General certificates, such as *.pem, *.cer, and *.crt certificates, can be opened in text editor tools. For other special certificate formats (for example, *.pfx, and *.p7b), you have to convert the certificate to *.pem format in advance.

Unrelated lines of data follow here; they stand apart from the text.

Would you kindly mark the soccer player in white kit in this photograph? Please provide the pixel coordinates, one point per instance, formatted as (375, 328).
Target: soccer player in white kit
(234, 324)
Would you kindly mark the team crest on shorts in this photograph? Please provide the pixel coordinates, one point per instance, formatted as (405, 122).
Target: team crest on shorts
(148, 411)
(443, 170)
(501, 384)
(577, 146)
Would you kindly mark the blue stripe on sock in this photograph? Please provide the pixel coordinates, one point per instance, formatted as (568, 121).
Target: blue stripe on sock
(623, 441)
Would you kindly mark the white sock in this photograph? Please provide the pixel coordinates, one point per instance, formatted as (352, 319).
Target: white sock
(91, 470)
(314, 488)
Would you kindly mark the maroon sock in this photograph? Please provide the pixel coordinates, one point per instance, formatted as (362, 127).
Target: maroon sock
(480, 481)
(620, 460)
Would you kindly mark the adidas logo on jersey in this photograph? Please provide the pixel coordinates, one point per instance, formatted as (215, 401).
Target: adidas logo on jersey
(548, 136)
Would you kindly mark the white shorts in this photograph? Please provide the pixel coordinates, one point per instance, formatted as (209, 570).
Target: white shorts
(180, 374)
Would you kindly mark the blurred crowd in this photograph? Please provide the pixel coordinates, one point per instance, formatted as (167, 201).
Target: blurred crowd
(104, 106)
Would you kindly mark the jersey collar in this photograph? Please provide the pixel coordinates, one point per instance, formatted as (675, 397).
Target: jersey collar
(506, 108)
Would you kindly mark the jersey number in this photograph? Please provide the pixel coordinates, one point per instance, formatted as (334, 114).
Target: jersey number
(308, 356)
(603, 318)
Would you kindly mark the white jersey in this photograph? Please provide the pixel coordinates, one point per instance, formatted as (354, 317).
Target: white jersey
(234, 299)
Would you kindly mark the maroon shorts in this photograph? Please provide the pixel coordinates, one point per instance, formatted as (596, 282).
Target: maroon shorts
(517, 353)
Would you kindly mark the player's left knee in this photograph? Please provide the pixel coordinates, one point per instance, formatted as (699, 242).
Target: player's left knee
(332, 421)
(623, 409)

Note If multiple certificate files (for example, certificate chain file) involved, you can combine the certificate information first and upload the certificate information.Certificate file sample:-----BEGIN CERTIFICATE----- 62EcYPWd2Oy1vs6MTXcJSfN9Z7rZ9fmxWr2BFN2XbahgnsSXM48ixZJ4krc+1M+j2kcubVpsE2 cgHdj4v8H6jUz9Ji4mr7vMNS6dXv8PUkl/qoDeNGCNdyTS5NIL5ir+g92cL8IGOkjgvhlqt9vc 65Cgb4mL+n5+DV9uOyTZTW/MojmlgfUekC2xiXa54nxJf17Y1TADGSbyJbsC0Q9nIrHsPl8YKk vRWvIAqYxXZ7wRwWWmv4TMxFhWRiNY7yZIo2ZUhl02SIDNggIEeg== -----END CERTIFICATE-----
Private key sample:-----BEGIN RSA PRIVATE KEY----- DADTPZoOHd9WtZ3UKHJTRgNQmioPQn2bqdKHop+B/dn/4VZL7Jt8zSDGM9sTMThLyvsmLQKBgQ Cr+ujntC1kN6pGBj2Fw2l/EA/W3rYEce2tyhjgmG7rZ+A/jVE9fld5sQra6ZdwBcQJaiygoIYo aMF2EjRwc0qwHaluq0C15f6ujSoHh2e+D5zdmkTg/3NKNjqNv6xA2gYpinVDzFdZ9Zujxvuh9o 4Vqf0YF8bv5UK5G04RtKadOw== -----END RSA PRIVATE KEY-----
- Click OK to complete the certificate upload.
Note Up to five HTTPS forwarding rules can be added. This includes configuring both HTTP and HTTPS in one forwarding rule.